What I observe with depressing regularity is that students take the “shotgun approach.” Try a bunch of changes at once and hope for the best. Even more disturbing, rather than try to find and fix a problem, students will just throw away their code or their prototype and start all over again, hoping beyond hope that will fix the problem.
You might assume when the students of today become the engineers of tomorrow and are totally immersed in product design, they will have developed the debugging skills they need to do their job in the most effective manner. I’ve learned that assumption does not hold true.
Before I became an academic, I worked in industry, creating design and debug tools for embedded systems designers. In particular, I designed and led teams that designed logic analyzers, in-circuit emulators, and performance analyzers. These were and in many cases still are complex instruments designed to solve complex problems.
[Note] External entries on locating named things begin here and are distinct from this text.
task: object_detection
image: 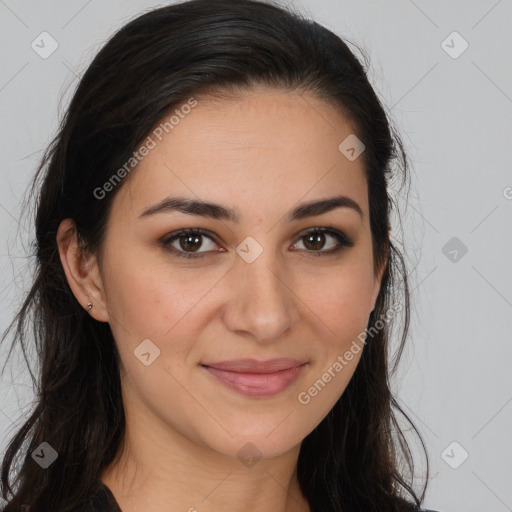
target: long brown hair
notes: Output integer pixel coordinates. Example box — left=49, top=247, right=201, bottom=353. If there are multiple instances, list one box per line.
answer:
left=1, top=0, right=428, bottom=512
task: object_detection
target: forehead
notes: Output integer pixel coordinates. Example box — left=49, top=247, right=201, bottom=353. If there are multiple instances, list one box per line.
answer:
left=115, top=90, right=367, bottom=222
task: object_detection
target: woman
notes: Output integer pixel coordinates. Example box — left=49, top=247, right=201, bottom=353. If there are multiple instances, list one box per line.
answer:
left=2, top=0, right=442, bottom=512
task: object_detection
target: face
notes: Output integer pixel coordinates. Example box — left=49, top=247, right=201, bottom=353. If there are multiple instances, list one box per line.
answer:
left=74, top=90, right=380, bottom=457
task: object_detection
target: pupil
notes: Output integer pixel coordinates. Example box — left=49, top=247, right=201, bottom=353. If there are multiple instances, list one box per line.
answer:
left=180, top=235, right=201, bottom=249
left=306, top=233, right=323, bottom=249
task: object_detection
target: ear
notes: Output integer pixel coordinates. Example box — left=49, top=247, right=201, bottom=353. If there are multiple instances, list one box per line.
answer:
left=57, top=219, right=108, bottom=322
left=371, top=251, right=388, bottom=311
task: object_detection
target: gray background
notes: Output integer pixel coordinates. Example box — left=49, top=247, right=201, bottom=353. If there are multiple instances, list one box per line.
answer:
left=0, top=0, right=512, bottom=512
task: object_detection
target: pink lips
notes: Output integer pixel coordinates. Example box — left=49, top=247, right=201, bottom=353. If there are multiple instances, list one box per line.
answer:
left=201, top=358, right=307, bottom=396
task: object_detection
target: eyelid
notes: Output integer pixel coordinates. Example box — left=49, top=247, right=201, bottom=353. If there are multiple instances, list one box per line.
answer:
left=160, top=226, right=354, bottom=259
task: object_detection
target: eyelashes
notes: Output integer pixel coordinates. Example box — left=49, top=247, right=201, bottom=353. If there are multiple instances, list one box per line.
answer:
left=161, top=227, right=354, bottom=259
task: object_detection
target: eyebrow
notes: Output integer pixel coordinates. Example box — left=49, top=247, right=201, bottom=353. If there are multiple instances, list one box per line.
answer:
left=139, top=196, right=364, bottom=224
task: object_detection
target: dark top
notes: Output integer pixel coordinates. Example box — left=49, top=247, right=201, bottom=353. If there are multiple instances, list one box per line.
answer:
left=68, top=480, right=444, bottom=512
left=4, top=480, right=444, bottom=512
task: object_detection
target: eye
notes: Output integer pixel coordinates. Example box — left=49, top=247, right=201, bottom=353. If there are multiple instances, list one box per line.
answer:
left=162, top=228, right=225, bottom=258
left=162, top=227, right=354, bottom=258
left=294, top=228, right=354, bottom=256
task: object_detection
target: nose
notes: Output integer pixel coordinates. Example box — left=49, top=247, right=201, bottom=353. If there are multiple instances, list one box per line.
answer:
left=223, top=250, right=299, bottom=344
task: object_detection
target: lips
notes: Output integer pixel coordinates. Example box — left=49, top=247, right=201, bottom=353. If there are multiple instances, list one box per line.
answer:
left=201, top=358, right=307, bottom=396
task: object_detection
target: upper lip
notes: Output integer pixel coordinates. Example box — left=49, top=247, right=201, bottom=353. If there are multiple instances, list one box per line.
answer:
left=201, top=357, right=306, bottom=373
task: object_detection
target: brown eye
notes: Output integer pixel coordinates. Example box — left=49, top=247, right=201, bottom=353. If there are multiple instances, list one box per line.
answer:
left=162, top=229, right=221, bottom=258
left=295, top=228, right=354, bottom=256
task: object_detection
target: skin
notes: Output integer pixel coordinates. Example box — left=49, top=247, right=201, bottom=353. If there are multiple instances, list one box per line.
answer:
left=57, top=89, right=381, bottom=512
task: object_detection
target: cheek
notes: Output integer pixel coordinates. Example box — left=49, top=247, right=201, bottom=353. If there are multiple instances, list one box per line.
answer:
left=300, top=263, right=373, bottom=342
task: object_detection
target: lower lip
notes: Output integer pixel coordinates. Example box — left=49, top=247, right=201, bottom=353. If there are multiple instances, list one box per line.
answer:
left=203, top=364, right=306, bottom=396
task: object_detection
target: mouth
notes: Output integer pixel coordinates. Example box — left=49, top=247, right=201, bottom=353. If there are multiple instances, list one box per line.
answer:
left=200, top=358, right=308, bottom=396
Just learning to effectively use one of these instruments can be a chore that many engineers don’t feel the desire to invest the time required to learn.
Maybe you’ve been there yourself. Do you do a mental cost/benefit analysis to invest the time to wade through a set of manuals,a or just dive in and hope for the best? One of the most brilliant engineers I ever worked with, John Hansen, made this observation that came to be known as Hansen’s Law, which says:
If a customer doesn’t know how to use a feature, the feature doesn’t exist.
So, as vendors of these complex and expensive debugging tools, we certainly own a good part of the problem. We have not been able to effectively transfer technology to a user in a way that allows the user to take full advantage of the power of the tool to solve a problem.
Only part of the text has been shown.